Fewer people are buying pianos. In 2018, 30,516 new pianos were shipped to retailers in the United States, down 3.2 percent from 2017, according to Industry Census of Music Trades, a magazine that covers music products. The postwar peak for the piano industry was 1978, when 282,000 units were shipped, according to Brian Majeski, editor of Music Trades.
“A piano was part musical instrument and part aspirational item. You can trace this back to Jane Austen novels,” Majeski says. “Now it’s just a musical instrument. The people who buy it are the people who play, and this is a smaller set of the population.”
There are various ways to de-accession a piano. None is easy. Many an owner has envisioned a loving second home for their prized instrument — or at least a hefty sales price. Most will find neither.
Ebonized pianos by Steinway, Yamaha and Kawai are models that sell best at Weschler’s Auctioneers and Appraisers in suburban Rockville, Md., says vice president Mark Weschler. He often advises clients clearing out estates that old dark wood pianos are not worth auctioning and are best donated. If in bad condition, a removal service is suggested.

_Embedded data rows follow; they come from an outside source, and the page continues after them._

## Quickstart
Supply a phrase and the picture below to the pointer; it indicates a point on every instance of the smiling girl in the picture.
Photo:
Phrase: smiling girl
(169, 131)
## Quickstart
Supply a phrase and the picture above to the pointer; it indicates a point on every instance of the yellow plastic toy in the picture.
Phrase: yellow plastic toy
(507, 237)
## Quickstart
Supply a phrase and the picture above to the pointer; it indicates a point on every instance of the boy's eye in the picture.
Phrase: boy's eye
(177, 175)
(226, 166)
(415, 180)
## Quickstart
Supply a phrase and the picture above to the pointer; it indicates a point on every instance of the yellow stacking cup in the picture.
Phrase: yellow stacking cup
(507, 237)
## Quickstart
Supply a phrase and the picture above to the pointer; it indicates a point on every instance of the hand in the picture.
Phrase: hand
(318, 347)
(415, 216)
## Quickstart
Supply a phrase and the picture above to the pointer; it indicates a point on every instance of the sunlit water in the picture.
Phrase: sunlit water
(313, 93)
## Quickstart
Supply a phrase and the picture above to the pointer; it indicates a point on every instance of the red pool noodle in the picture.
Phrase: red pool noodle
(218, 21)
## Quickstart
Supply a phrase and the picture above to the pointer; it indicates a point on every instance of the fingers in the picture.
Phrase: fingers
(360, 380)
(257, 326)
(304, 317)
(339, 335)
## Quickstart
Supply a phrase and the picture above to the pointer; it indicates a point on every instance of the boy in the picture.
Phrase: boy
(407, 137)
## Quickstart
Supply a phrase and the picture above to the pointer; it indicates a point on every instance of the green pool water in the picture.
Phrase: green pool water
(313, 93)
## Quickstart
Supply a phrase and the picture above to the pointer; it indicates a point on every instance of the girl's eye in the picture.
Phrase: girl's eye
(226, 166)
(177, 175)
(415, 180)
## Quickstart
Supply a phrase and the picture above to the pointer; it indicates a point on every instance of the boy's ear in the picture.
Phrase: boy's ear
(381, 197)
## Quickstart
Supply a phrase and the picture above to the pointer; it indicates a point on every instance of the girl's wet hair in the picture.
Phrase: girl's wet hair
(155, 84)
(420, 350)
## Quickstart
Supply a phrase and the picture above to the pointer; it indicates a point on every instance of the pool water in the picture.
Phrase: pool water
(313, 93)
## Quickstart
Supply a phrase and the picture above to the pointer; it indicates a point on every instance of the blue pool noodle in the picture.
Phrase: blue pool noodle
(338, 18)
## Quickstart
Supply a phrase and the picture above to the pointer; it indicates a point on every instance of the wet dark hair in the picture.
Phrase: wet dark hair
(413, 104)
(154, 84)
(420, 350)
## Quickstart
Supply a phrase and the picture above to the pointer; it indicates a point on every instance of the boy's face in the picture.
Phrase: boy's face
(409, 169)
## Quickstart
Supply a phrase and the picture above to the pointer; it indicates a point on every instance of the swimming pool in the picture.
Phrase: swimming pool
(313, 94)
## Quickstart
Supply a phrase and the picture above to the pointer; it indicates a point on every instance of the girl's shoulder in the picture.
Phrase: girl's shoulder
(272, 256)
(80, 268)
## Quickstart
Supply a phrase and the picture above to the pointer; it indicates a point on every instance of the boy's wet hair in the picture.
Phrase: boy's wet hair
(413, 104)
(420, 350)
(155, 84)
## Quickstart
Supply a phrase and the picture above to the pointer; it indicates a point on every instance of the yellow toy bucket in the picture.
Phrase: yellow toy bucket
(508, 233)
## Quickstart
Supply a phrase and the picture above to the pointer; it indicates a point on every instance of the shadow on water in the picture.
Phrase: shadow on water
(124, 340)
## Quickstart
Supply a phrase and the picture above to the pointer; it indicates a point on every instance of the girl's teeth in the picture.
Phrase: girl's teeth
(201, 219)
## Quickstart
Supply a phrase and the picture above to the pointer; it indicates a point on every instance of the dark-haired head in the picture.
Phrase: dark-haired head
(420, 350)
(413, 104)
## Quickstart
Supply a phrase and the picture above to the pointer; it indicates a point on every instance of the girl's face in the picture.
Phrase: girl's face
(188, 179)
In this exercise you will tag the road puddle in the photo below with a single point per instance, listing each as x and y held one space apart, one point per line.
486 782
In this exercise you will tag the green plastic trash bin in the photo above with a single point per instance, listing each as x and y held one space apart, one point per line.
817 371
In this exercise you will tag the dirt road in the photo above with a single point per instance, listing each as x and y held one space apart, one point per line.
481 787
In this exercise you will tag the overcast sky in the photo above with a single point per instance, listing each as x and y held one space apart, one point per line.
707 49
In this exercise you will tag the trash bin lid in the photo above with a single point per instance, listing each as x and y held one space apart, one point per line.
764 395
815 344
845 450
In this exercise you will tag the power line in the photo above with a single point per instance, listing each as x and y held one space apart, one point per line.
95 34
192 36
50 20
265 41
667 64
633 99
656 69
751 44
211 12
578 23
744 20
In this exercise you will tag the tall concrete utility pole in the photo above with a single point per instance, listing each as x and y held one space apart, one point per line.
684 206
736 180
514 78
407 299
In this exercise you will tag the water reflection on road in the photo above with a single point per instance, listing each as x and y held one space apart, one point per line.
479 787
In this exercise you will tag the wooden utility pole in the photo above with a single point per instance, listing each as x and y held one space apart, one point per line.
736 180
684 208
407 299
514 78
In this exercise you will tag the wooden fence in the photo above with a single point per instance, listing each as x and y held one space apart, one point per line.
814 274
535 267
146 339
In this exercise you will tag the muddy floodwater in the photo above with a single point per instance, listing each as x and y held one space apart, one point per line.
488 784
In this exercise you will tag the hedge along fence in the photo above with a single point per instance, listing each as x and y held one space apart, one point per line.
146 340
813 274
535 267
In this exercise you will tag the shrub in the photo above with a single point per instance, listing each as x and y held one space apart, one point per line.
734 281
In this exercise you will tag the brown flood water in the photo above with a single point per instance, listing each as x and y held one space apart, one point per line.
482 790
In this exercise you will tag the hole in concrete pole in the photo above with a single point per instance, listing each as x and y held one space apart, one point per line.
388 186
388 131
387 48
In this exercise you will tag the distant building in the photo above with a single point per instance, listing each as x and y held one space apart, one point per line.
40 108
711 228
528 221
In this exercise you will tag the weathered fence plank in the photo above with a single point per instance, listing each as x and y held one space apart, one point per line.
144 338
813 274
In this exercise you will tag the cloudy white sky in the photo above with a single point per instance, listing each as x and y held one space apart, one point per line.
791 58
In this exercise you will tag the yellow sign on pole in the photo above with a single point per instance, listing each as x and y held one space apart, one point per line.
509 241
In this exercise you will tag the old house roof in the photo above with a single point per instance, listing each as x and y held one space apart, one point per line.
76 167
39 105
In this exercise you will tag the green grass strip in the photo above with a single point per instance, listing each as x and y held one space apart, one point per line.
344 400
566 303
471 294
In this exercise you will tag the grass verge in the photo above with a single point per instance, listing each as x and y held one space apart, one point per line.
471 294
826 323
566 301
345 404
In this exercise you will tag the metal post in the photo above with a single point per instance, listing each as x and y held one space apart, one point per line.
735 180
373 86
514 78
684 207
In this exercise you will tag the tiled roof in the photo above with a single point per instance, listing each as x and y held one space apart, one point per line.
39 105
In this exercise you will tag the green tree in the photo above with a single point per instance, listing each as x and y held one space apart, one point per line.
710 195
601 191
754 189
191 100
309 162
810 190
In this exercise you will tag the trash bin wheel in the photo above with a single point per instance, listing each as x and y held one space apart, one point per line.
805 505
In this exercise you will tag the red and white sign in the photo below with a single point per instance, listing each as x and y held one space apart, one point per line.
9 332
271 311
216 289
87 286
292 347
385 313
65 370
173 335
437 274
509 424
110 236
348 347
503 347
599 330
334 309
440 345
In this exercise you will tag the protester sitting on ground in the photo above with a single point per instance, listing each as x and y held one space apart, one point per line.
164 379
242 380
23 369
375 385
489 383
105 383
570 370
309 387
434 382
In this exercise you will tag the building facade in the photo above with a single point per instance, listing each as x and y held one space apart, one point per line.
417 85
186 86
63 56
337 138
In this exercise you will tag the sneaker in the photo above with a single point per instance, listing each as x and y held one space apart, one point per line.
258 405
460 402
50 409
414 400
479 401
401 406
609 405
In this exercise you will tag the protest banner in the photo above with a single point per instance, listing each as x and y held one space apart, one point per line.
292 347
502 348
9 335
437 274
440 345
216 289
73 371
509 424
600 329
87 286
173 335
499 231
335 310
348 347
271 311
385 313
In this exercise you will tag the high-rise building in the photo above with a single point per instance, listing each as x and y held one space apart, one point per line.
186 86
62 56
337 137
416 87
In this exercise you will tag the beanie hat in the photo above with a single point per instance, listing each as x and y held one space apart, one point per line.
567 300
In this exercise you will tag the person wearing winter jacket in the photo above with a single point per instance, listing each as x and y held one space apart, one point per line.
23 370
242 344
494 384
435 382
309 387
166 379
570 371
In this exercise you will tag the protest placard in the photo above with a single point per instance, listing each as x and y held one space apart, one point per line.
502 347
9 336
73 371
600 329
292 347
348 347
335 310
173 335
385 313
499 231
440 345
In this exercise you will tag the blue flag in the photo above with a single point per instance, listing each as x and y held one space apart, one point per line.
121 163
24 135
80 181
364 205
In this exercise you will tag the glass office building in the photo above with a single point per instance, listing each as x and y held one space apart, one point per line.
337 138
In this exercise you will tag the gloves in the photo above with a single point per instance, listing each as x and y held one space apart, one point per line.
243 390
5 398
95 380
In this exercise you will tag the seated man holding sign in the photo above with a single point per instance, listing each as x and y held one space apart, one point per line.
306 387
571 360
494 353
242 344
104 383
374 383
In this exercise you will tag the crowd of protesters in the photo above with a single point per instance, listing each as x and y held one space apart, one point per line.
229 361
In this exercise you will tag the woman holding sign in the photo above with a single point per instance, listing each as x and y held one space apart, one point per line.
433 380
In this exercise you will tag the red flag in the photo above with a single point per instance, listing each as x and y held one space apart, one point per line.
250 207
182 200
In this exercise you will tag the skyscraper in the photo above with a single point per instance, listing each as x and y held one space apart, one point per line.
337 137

Many churches, schools and senior centers already have as many as they need. At Levine Music, a center for music instruction and education with 300 Steinway pianos on five local campuses, a piano might be accepted for donation if it’s in good condition and passes an assessment by a Levine piano technician. Steinways will be put to use in teaching studios; other uprights or spinets might go to the school’s piano loaner program, according to Stan Spracker, Levine’s president.
Some pianos don’t come and go so easily. Margo Prator reluctantly scheduled a pickup last month with 1-800-GOT-JUNK to remove the cherry upright her parents bought in the 1950s. But she canceled. “I just wasn’t ready,” she says. She had offered it to a school, posted it on an internet mailing list, and tried to get her brother to put it in his beach house.
"It makes me sad they will take it to the dump," Prator says, "not only because it's a piece of history, but it's a musical instrument."